Veterans Affairs Secretary Eric Shinseki pauses while testifying on Capitol Hill in Washington, May 15, 2014.

Veterans Affairs Secretary Eric Shinseki pauses while testifying on Capitol Hill in Washington, May 15, 2014. Cliff Owen/AP

VA Chief Says He Does Fire Poor Performers -- Thousands of Them

Shinseki points to record of 6,000 terminations, transfers and forced retirements during a heated congressional hearing on mismanagement.

The Veterans Affairs Department has forced out more than 6,000 employees over the last two years, agency Secretary Eric Shinseki told Congress on Thursday.

Lawmakers on the Senate Veterans’ Affairs Committee questioned the department’s accountability amid reports of long waits and preventable deaths at the agency’s medical facilities, challenging the agency to fire more poorly performing employees.

Sen. Johnny Isakson, R-Ga., pointed to reports that VA employees were “gaming the system” to hide the backlog in patient care, and asked what was being done about it. Shinseki said VA has forced out -- either through transfers, terminations or involuntary retirements -- 3,000 workers in each of the last two years, some of whom were senior executives.

Data from the Office of Personnel Management show about 4,300 VA employees were removed or terminated from federal service for disciplinary reasons, but that figure does not include forced transfers or retirements. House Speaker John Boehner recently threw his weight behind a bill to give Shinseki enhanced authority to fire senior executives.

Sen. Mark Begich, D-Alaska, said allowing employees to transfer to different parts of government or even to different agencies was not a sufficient punishment.

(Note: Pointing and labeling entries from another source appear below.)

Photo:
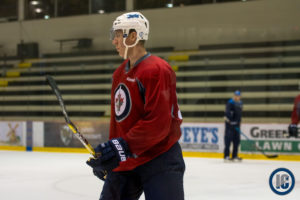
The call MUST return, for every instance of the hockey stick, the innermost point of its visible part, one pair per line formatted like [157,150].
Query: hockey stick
[255,145]
[73,128]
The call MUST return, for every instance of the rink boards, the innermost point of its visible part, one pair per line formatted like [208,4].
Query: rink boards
[197,140]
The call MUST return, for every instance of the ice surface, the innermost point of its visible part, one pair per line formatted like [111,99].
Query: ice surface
[65,176]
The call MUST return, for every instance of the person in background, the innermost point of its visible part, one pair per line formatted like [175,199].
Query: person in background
[143,153]
[233,116]
[295,118]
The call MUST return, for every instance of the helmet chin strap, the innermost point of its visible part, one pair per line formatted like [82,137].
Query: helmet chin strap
[128,46]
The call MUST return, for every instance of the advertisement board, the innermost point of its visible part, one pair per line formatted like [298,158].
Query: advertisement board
[11,133]
[205,137]
[270,138]
[59,134]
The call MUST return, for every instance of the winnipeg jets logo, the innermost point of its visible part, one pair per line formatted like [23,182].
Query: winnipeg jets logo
[122,102]
[119,102]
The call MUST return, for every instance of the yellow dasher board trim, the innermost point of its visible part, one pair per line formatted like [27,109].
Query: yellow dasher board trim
[242,155]
[178,58]
[3,83]
[12,74]
[13,148]
[24,65]
[60,149]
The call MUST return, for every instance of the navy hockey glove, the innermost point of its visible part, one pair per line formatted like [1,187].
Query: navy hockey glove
[111,154]
[293,130]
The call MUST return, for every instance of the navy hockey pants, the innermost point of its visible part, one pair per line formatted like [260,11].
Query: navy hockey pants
[231,136]
[160,179]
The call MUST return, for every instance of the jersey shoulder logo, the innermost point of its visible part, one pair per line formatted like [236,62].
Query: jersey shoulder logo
[122,102]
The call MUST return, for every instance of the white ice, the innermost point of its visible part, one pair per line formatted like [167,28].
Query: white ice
[65,176]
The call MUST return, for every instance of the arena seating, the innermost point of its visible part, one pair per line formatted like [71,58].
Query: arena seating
[267,73]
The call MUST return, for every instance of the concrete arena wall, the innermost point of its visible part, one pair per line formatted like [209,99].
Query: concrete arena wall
[181,27]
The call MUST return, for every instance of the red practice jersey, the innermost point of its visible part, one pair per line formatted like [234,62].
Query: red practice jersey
[144,109]
[295,118]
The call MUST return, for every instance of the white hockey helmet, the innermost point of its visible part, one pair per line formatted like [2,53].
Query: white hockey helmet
[132,20]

“If they’re cheating, they’re not trustworthy,” he said. “If you transfer them to another part of government you just perpetuate what they have done.”

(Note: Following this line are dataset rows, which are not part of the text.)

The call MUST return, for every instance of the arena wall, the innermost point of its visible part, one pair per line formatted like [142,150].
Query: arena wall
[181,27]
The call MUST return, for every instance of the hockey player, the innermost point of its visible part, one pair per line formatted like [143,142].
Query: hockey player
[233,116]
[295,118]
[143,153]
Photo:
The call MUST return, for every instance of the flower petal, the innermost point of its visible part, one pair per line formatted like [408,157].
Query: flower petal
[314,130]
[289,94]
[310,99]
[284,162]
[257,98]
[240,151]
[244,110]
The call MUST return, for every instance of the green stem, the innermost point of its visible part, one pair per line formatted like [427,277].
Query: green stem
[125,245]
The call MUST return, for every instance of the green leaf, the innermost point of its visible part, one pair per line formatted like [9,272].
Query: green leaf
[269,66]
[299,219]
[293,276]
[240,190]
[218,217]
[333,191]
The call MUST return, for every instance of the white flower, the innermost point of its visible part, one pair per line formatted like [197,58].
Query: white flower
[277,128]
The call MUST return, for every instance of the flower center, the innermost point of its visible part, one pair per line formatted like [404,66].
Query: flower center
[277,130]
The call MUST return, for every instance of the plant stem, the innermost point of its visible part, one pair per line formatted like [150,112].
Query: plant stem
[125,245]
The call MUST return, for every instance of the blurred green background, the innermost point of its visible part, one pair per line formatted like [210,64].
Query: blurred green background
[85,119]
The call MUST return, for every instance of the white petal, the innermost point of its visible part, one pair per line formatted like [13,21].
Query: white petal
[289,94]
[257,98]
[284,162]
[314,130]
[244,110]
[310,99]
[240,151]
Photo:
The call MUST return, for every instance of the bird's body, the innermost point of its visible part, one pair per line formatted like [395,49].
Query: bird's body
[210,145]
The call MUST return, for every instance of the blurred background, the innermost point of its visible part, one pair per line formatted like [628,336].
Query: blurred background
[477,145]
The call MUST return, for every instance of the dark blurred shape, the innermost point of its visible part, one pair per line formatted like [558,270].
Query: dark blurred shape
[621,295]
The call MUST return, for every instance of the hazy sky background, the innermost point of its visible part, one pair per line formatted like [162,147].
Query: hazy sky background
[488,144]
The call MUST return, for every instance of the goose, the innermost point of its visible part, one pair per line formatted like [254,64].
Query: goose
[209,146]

Begich added: “Sometimes you got to have some heads roll in order to get the system to shape up,” and demanded an answer from Shinseki regarding whether he would fire anyone in the future for cooking the books.

The secretary, however, was reluctant to give a definitive answer.

“There’s a process here senator,” Shinseki said. “Let me not get out ahead of it.” Generally speaking, Shinseki said he and Begich were “not in disagreement.”

Many lawmakers have called for Shinseki himself to step down, and Sen. Dean Heller, R-Nev., asked the secretary -- himself a veteran -- why he has not resigned.

“I came here to make things better for veterans,” Shinseki said. “That was my appointment by the president. Every day I start out with the intent, in fact, to provide as much care and benefits to those I went to war with.”